Internal conflict is a necessary component of a Shakespearean tragedy. This is a reference to the hero’s mental anguish. Along with fate or destiny, internal conflict contributes to the hero’s downfall. The tragic hero is perpetually confronted with a moral quandary. Frequently, he is incapable of making a choice, which ultimately leads to his failure. Once again, Hamlet serves as an excellent illustration. He is often a doer, but his uncertainty and frequent philosophical musings provide a roadblock to action throughout the play. Hamlet us internal conflict is what motivates him to spare Claudius’ life while he prays.
Catharsis is an exceptional characteristic of a Shakespearean tragedy. It alludes to the audience’s pent-up emotions being cleansed. In other words, through the use of tragedy, Shakespeare’s tragedies assist the audience in experiencing and releasing emotions. When we observe a tragedy, we develop an emotional attachment to the characters and feel their pain. A Shakespearean tragedy enables us to empathise with one character and fear for another, almost as if we were performing the roles ourselves. We empathise with the hero because of his difficulties. We feel fury toward the villain because of his brutal crimes. When a hero such as Hamlet dies, tears well up. Simultaneously, we feel terrible for Hamlet and relieved that Claudius has been punished appropriately.
7. Supernatural Elements
Elements of the supernatural are another critical component of a Shakespearean tragedy. They contribute significantly to the aura of awe, wonder, and, occasionally, dread. Typically, supernatural elements are used to advance the storyline and advance the storey. Hamlet’s encounter with the ghost is critical in igniting internal conflict. The ghost informs Hamlet that his father has been murdered by his uncle Claudius and charges him with avenging him. Similarly, in Macbeth, the witches play a pivotal role in the plot. These witches are responsible for Macbeth resorting to murder in order to rise to Scotland’s throne.
8. Absence of Poetic Justice
Poetic Justice is a term that refers to a situation in which good is rewarded and evil is punished; it refers to a situation in which everything works out properly and justly. Shakespeare’s tragedies are devoid of poetic justice; rather, these works contain merely a semblance of justice. Shakespeare recognised that outside of fiction, poetic justice is an uncommon occurrence.
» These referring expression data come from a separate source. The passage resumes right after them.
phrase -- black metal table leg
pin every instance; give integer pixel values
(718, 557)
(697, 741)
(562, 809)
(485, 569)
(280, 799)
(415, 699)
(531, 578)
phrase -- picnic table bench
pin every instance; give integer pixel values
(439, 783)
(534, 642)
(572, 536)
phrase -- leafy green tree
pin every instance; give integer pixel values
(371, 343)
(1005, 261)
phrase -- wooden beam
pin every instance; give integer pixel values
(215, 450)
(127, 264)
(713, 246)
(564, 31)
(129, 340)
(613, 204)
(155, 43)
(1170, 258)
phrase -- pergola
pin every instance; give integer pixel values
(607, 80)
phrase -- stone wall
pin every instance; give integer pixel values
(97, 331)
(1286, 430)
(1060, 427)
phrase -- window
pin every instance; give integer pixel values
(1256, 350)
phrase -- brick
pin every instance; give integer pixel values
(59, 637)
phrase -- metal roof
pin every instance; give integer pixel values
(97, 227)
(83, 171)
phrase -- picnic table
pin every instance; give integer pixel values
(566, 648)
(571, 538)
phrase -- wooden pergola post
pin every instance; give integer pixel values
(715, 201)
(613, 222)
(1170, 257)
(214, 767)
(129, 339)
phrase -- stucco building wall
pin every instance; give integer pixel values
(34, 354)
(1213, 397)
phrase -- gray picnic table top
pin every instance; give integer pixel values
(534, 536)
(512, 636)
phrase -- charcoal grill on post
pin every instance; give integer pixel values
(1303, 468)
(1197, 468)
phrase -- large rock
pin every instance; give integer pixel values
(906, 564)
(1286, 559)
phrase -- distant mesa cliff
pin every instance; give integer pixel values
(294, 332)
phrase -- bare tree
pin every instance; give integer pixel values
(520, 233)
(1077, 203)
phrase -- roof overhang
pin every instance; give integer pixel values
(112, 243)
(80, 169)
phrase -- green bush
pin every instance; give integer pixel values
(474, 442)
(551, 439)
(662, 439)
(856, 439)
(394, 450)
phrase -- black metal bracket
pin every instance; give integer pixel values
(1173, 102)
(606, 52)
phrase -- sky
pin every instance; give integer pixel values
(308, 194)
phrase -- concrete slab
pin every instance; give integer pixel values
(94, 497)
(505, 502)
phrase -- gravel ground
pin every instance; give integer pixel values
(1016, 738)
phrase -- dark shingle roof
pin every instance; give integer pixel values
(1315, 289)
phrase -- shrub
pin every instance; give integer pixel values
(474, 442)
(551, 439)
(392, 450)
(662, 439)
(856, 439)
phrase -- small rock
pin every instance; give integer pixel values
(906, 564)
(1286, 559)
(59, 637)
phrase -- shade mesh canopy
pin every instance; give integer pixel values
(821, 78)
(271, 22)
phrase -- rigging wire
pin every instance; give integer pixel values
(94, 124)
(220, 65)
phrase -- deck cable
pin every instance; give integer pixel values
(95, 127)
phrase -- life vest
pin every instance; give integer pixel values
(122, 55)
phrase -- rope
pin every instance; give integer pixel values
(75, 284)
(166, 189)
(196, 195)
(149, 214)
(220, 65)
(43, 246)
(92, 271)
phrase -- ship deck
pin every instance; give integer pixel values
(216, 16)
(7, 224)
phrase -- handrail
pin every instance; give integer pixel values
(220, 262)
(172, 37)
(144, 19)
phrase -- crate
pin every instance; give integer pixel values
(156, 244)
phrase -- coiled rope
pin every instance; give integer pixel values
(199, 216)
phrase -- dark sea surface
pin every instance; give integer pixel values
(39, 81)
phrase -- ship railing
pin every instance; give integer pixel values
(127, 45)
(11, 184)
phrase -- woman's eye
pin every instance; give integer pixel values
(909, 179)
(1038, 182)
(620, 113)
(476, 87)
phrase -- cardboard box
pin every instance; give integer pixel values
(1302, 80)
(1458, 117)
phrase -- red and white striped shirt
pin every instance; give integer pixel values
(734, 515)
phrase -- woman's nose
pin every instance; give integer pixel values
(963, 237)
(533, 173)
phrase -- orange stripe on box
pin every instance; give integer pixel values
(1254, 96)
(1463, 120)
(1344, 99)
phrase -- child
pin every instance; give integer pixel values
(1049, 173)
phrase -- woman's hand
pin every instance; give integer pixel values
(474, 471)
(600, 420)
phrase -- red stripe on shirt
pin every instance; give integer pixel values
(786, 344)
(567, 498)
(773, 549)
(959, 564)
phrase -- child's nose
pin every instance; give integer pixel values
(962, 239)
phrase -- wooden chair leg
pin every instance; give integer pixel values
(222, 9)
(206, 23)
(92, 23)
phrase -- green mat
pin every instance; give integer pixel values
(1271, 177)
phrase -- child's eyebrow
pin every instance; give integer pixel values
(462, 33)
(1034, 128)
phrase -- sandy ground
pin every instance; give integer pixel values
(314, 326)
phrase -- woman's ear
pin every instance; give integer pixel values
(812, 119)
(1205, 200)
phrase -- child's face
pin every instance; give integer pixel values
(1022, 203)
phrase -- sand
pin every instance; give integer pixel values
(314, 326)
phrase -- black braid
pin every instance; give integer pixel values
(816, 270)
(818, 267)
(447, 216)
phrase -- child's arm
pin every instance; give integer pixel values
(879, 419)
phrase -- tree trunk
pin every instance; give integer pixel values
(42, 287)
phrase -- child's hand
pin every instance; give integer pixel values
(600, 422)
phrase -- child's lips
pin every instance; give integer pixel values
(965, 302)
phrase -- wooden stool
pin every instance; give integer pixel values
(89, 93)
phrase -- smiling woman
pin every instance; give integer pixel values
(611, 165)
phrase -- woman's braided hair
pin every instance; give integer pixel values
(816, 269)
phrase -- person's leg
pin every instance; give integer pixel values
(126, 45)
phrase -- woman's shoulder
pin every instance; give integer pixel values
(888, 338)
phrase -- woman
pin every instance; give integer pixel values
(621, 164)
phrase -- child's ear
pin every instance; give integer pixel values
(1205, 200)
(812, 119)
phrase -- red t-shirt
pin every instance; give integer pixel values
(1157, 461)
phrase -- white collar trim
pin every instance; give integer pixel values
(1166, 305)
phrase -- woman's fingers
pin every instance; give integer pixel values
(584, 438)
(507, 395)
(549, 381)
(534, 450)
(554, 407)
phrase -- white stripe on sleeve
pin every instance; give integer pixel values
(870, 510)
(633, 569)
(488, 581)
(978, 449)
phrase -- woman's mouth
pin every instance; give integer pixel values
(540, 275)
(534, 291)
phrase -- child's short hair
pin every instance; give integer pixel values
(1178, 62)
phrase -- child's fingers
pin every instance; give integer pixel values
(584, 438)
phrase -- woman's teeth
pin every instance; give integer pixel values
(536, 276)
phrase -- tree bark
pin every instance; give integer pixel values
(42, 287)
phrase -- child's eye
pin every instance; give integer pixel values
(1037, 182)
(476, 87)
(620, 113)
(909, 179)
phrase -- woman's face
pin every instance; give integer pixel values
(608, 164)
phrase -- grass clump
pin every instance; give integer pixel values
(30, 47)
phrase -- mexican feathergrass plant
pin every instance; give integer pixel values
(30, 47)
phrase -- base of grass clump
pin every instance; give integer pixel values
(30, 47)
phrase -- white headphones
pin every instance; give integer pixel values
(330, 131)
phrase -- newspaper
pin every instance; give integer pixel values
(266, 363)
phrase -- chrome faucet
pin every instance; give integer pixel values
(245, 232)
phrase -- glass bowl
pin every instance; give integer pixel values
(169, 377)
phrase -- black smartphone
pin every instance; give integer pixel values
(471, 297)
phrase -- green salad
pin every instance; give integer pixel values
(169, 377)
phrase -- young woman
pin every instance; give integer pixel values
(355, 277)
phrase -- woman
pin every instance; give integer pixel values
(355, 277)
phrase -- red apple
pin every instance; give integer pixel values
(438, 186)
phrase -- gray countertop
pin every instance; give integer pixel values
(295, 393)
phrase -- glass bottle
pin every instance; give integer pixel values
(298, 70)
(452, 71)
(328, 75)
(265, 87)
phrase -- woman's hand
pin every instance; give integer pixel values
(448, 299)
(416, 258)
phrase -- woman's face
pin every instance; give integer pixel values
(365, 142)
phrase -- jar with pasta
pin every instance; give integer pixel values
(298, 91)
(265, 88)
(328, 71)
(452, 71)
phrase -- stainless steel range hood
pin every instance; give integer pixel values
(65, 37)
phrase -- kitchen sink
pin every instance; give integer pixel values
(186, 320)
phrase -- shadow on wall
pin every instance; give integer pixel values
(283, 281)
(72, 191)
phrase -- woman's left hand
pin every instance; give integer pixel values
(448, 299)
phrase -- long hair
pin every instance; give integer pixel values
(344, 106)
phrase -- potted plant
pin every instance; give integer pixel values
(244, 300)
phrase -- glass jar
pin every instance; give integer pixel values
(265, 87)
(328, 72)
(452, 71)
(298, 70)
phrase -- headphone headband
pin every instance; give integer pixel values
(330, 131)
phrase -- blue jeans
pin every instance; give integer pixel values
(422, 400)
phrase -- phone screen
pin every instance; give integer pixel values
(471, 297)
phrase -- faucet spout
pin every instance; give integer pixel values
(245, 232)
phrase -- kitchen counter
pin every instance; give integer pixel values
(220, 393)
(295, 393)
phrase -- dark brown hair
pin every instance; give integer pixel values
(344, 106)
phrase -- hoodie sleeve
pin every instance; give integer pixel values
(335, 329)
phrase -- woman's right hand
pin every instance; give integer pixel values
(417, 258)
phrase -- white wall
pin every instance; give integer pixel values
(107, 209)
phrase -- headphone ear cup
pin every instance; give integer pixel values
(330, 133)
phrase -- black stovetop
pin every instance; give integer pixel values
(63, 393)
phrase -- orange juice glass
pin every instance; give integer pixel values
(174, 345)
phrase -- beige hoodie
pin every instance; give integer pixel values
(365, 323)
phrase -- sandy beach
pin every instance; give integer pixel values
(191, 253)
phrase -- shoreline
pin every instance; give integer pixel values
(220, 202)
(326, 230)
Good deeds frequently go unrecognised, whereas immoral individuals frequently enjoy life to the fullest. The concept of “do good and have good” was regarded as outmoded during Shakespeare’s lifetime, which is why his tragedies lack poetic justice. Together with evil, good is crushed. Along with Claudius, Hamlet perishes.
9. Comic Relief
Our final critical component is levity. When it came to composing tragedies, Shakespeare did not follow his classical forefathers. Neither the Greeks nor the Romans used comic relief. Shakespeare, on the other hand, desired to ease the reader’s tension and lighten the mood on occasion. The gravedigger scene in Hamlet, the drunken port scene in Macbeth, and the fool in King Lear are just a few instances of comedic relief sequences.